The sum of the matter is this, we have need of a Religion that is scientific, and equally of a Science that is religious. What we do not positively know we may logically infer, but we have to guard ourselves against the tendency to take the inference for fact and to dogmatize about things which are wholly unrelated to our personal experience. The many curious observations I shall have occasion to make in the course of these pages are so remote from general experience and so far removed from scientific scrutiny as to belong to the category of things called “occult,” and it was therefore expedient that the reader should have a fairly clear idea that all the statements of orthodox science do not rest upon the immovable rock of observed fact, and for this reason are not so well founded as many of the conclusions of occult science. It is advisable also that the reader should discern between the theoretical value of a statement and its experimental value.

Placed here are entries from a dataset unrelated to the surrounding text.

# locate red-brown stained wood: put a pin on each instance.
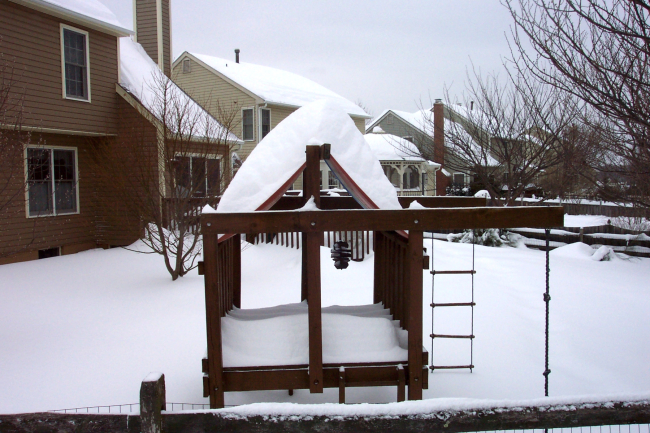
(414, 270)
(213, 320)
(378, 270)
(236, 272)
(312, 247)
(386, 220)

Many things which appear reasonable will not respond to test, and others that seem unreasonable are found nevertheless to be true.

CHAPTER III
THE MODERN MIRACLE

It has been said that the medical practice of the future will have to provide for the interference in ordinary therapeutic methods of an x-factor, which is amenable to hypnotic suggestion and to auto-suggestion, but which on rare occasions assumes a more positive and extraordinary form, and acts spontaneously. Indeed, we may have to admit the possibility of an extraneous healing power acting independently of medical skill and contrary to all recognized therapeutic agents, medicinal or clinical.

An instance of this is to be seen in what is called the Modern Miracle. A miracle, it should be understood, is not supernatural. We have no reason for prescribing limits to Nature’s powers. A miracle is simply an abnormal manifestation of those powers, and hence something to be wondered at. The case in point is that of Miss Dorothy Kerin, who on the night of Sunday, the 18th February, 1912, being bedridden with advanced tuberculosis, concomitant disease of the kidneys, and finally suffering from loss of sight and speech, together with some signs of aphasia, was suddenly and miraculously cured entirely of all ailments, and when medically examined was pronounced to be absolutely free from tubercle bacillus, or any other form of morbid disease, and to be in complete possession of all her faculties and normal bodily functions. The evidence is unassailable and the facts beyond dispute. We have to arrange our thought and modify our therapy to accommodate these facts.

Dorothy Kerin was born on the 28th November, 1890, in London, her father being Irish. She received an ordinary middle-class education in a private school, and would have gone on the stage, where her sister, Norah Kerin, has achieved considerable success, but for the break in her health.